Orangutans may be ‘a lost cause’ but he’ll keep on trying
COFFEE WITH THE ARMCHAIR MAYOR — Journalism professor Shawn Thompson wrote in his book, The Intimate Ape, that “Not many people talk a lot about orangutans. Is it normal to do that? Or is it just a bit weird? I don’t care.”
People who know Thompson or have taken his classes at TRU say it’s pretty easy to get him to talk about orangutans. When I sat down with him in Blenz the other day to tape a segment for Coffee With the Armchair Mayor on CBC’s Daybreak Kamloops, I’d originally intended to talk about newspapers.
He was perfectly willing to talk about that, too, but when we were setting things up by phone, he mentioned he was getting a group together to go to Borneo in July to visit orangutans, and I thought it would be interesting to talk about that instead of dead newspapers.
Thompson has real passion on the issue of saving orangutans from extinction. He’s been doing his part for many years and, as he admits, he knows much more about orangutans than most people.
In fact, during the taping I suggested to him that if you asked 10 people what they knew about orangutans, it probably wouldn’t be much more than that they’re orange and hairy and look like they’re fun to be around.
And, some among us might remember Clyde, Clint Eastwood’s orang-utan buddy in the 1978 flick Every Which Way But Loose.
I wanted to know if we’ve been misled by Hollywood. Maybe, I suggested, orangutans are like chimpanzees. We used to think chimpanzees stayed small and cute and lovable forever, like Cheetah in the Tarzan movies.
Then we found out they grow up to be big, ugly and plain mean.
No, said Thompson, orangutans really are gentle creatures, because they’re solitary, unlike chimps and gorillas. They don’t need the competitive instincts their cousin apes do.

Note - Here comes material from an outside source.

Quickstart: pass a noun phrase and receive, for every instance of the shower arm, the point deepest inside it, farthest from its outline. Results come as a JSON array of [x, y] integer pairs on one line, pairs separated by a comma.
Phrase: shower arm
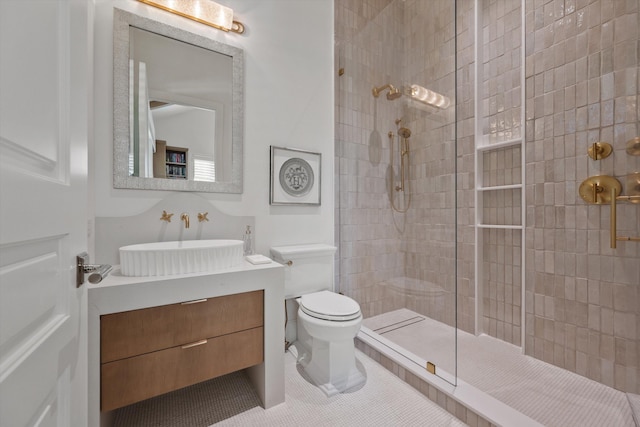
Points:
[[399, 188]]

“Orangutans are a much more gentile, much more passive species,” he told me.
Given how much he puts in to saving them, I was surprised at the answer when I asked if they can be be saved. “I think it’s a lost cause,” he said. “I don’t think we can save them.”
The reason is that their forests are being destroyed by logging. They’re tree-dwellers and can’t live without the forest. But Thompson says we should try, because saving the orangutans is good for us as well as them.
“Orangutans demonstrate the degree of the state of crisis we’ve reached — we’re on the brink of destroying a sentient being that is kin to us.”
There’s something noble about expecting to fail but trying anyway. I hope Thompson proves himself wrong about saving orangutans.